Chemotherapeutic Toxicities

Neurotoxicity

Ifosfamide

Ifosfamide is a nitrogen mustard derivative that acts as a DNA alkylation agent. It is commonly used in solid and hematologic malignancies. Neurotoxicity with ifosfamide is common, occurring in 5-40% of patients, especially with higher doses.

Neurotoxicity frequently occurs during the course of treatment and presents as:

  • encephalopathy
  • coma
  • seizure
  • delirium
  • hallucinations

The onset of symptoms is acute, presenting within hours to days after administration, typically with the first or second dose of chemotherapy. Symptoms are usually transient and can resolve spontaneously within 48-72 hours; however, fatal cases and prolonged symptoms have been reported. The exact mechanism for neurotoxicity with ifosfamide is uncertain, but numerous theories exist including neurotoxic metabolites.

Once metabolite, chloroethylamine disturbs mitochondrial electron transfer chain and leads to accumulation of chloroacetaldehyde (CAA). CAA, which is similar in structure to chloral hydrate and acetaldehyde, leads to depletion of glutathione, which in turn leads to decreased detoxification of neurotoxic substances. Additionally, defective electron transfer leads to impaired hepatic gluconeogenesis which may also contribute to neurotoxicity.

Proposed risk factors for neurotoxicity with ifosfamide include:

  • low albumin
  • female gender
  • previous or current neurologic disease
  • renal insufficiency
  • hepatic disorders
  • concomitant treatment with CYP P450 3A4 inducers
  • poor performance status
  • bulky pelvic disease
  • previous cisplatin administration or high dose therapy (greater than 1.5 gm/m2/day)
  • in some studies infusion times of less than 6 hours have also been associated with increased risk of encephalopathy.

Diagnosis is based on clinical findings as CT scan of the head is normal. Also, EEG abnormalities such as triphasic waves, and spike and wave abnormalities have been reported in patients receiving ifosfamide. Treatment of ifosfamide neurotoxicity primarily involves discontinuation of ifosfamide and supportive care including treatment of dehydration and electrolyte disturbances. Infusion of dextrose or glucose should also be utilized to combat possible impairment of gluconeogenesis.

Methylene blue has also been studied in severe cases or in patients with prolonged symptoms of ifosfamide toxicity.
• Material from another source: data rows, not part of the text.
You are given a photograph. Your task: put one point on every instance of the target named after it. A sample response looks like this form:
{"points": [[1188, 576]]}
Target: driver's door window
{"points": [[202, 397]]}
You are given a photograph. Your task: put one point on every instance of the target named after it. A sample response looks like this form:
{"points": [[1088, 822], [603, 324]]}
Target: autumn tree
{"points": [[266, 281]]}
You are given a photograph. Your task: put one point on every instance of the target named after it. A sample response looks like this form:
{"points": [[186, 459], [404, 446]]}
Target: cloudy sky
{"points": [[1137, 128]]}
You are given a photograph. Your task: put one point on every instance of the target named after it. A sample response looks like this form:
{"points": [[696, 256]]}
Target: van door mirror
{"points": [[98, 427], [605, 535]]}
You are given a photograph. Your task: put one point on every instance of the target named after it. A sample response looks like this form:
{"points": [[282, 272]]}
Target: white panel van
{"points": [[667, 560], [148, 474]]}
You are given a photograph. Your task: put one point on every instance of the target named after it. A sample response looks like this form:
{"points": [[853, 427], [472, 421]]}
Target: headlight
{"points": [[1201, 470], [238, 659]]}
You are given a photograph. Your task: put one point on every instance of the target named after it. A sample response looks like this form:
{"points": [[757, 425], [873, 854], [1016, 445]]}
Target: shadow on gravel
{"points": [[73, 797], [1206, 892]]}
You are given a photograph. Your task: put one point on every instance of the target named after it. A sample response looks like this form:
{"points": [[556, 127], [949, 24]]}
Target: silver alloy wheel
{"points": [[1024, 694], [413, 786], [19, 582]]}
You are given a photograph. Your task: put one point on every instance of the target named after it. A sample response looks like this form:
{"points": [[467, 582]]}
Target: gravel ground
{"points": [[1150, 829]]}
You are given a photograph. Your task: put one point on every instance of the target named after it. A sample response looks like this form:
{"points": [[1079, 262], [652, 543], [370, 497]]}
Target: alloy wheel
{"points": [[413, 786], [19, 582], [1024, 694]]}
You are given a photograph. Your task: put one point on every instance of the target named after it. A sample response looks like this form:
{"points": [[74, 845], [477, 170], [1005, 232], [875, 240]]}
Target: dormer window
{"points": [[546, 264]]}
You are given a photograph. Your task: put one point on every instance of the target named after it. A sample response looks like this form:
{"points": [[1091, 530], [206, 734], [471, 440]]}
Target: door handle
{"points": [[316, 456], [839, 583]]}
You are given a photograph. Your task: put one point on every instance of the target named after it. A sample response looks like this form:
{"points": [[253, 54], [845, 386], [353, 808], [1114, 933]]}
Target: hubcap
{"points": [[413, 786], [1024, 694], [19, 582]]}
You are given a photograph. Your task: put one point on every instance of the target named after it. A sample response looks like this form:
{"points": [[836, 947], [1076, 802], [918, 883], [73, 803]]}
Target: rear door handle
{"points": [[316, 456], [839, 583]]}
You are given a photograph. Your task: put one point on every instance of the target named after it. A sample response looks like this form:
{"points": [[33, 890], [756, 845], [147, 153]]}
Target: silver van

Methylene blue acts to restore mitochondrial electron transfer by serving as an alternative electron acceptor. It also acts to restore hepatic gluconeogenesis and prevent the transformation of chloroethylamine into chloroacetaldehyde. Doses of methylene blue for ifosfamide toxicity range from 50-60 mg administered 4-6 times daily.

Adverse events of methylene blue are mild and include headache, confusion, dizziness, gastrointestinal disturbances and hypo- or hypertension. Serious adverse events such as arrhythmias, hemolytic anemia and methemoglobinemia are rare.

Patients in whom continued ifosfamide is necessary may receive prophylaxis with a dextrose or glucose infusion and methylene blue at a dose of 50 mg administered every 6-8 hours during ifosfamide treatment. In some cases, this has decreased or lessened the duration of neurotoxicity.

Additionally, there are case reports of ifosfamide re-challenge without prophylaxis and no subsequent development of neurotoxicity. If patients experience ifosfamide neurotoxicity, further courses of ifosfamide are not absolutely contraindicated.